A MISTRESS IN THE WOODS
(D 2022 17 min. | D: Nele Dehnenkamp | C: Feline Gerhardt)

What does it feel like to be a woman* alone in the forest? In Nele Dehnenkamp’s short film, courageous women* explore their own vulnerability. Her film is an associative forest walk through her own discomfort – shot in the darkness of the Teuteburg Forest.

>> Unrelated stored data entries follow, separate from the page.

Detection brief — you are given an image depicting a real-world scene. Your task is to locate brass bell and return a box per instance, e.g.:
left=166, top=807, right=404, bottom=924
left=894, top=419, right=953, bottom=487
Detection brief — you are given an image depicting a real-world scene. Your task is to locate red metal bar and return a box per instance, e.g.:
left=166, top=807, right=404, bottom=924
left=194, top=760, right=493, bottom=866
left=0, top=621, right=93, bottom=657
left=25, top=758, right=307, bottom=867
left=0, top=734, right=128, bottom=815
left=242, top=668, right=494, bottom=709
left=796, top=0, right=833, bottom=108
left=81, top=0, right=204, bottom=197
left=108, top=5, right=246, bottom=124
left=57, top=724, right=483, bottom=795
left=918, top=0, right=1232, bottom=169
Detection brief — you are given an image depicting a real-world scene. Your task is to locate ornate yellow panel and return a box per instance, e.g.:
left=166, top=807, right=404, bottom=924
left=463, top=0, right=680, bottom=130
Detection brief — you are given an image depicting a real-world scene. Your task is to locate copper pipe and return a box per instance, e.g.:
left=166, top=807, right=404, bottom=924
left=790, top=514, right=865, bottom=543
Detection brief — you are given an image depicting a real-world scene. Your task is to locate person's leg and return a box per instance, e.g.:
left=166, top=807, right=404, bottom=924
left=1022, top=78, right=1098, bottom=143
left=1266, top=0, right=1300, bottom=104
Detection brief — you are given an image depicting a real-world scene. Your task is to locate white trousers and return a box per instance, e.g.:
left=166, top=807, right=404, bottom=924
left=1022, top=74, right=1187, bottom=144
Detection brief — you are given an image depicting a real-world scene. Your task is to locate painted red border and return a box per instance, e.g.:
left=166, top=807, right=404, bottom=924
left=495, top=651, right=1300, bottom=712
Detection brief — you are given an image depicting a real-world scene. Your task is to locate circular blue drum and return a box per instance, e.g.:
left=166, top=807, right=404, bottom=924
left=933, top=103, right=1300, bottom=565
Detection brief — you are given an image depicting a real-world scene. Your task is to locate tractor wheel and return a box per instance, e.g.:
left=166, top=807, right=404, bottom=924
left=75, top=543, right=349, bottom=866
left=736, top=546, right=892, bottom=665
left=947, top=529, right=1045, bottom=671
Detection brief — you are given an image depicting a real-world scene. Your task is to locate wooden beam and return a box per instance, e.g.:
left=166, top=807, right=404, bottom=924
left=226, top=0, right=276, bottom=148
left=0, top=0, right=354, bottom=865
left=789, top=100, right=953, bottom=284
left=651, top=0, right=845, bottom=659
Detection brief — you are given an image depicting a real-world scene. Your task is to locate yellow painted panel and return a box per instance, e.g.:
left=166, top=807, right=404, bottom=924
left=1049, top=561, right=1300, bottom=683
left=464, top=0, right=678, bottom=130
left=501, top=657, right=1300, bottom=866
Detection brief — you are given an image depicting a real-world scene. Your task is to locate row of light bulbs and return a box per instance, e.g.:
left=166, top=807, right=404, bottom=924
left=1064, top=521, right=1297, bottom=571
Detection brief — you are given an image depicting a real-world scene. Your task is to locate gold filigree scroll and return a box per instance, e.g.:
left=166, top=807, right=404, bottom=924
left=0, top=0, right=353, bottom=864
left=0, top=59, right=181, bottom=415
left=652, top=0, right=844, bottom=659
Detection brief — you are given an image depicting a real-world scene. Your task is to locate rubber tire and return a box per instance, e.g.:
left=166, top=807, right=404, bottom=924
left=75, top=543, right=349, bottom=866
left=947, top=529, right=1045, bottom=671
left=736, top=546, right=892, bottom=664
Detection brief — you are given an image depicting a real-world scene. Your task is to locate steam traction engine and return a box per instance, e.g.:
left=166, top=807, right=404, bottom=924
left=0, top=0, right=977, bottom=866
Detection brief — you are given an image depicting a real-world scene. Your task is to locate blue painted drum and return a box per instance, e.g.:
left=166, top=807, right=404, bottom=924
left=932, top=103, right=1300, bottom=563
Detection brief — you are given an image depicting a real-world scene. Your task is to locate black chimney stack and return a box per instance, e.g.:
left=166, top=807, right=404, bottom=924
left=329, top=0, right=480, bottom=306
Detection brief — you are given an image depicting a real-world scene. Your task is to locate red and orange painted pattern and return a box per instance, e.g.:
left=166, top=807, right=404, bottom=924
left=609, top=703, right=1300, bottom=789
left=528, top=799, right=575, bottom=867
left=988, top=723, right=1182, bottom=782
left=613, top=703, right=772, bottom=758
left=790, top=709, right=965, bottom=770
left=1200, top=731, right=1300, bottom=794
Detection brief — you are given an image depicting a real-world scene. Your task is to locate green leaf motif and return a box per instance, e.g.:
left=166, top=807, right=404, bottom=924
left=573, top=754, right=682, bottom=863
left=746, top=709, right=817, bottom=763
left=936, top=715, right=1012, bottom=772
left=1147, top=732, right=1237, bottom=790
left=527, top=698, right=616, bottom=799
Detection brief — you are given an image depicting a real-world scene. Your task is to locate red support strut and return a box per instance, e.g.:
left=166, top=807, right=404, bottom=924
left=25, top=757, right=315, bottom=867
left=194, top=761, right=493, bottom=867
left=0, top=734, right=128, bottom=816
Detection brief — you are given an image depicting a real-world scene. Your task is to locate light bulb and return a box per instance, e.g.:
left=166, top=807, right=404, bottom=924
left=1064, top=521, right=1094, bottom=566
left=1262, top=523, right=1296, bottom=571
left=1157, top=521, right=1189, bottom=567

Nele Dehnenkamp works as a freelance author and director for documentary formats in word, image and sound. After studying social sciences at the Humboldt University in Berlin, she completed a bachelor’s degree in documentary film directing at the Baden-Württemberg Film Academy in Ludwigsburg. Nele’s work has already been screened at renowned documentary film festivals such as DOK Leipzig and IDFA in Amsterdam.


WHAT THE WATER WHISPERED
(D 2022 16 min | D: Atiruj Jerddeesakul, Daniel Pineda, Elikem Ayeke, Jane Lagos Salazar | C: Atiruj Jerddeesakul, Elikem Ayeke | B: Daniel Pineda, Jane Lagos Salazar, Jorge Hidalgo)

Are we part of nature or here to subjugate it? Jorge has lived in Germany for several decades. Together with his dog Zora, he takes the audience on a dreamlike journey into the depths of the Dortmund-Ems Canal in Münsterland. Jorge uses his body to create images that reflect the fragmented relationship between people and nature. WHAT THE WATER WHISPERED is a docufiction that plays with dystopian premonitions of our time. A time in which people watch helplessly as natural resources dwindle, the planet warms up and ecosystems die as a result of human intervention.

The international team’s short film explores the relationship between humans and nature in Münsterland from a post-colonial perspective. Daniel Pineda (Medellin), Atiruj Jerddeesakul (Bangkok), Jane Lagos Salazar (Tegucigalpa) and Elikem Ayeke (Accra) were brought together by the Visual Anthropology Master’s programme at the University of Münster (WWU). Their studies are characterised by the Corona period. The short film is their first collaboration in presence.

The team was supported in the development of the film by fellow students Cily Ngai Sze Pang (Hong Kong), Arjunraj Natarajam (born in Kerala, grew up in Mumbai), Rida Hariri (Beirut) and Sabbah Jalloul (Beirut), among others.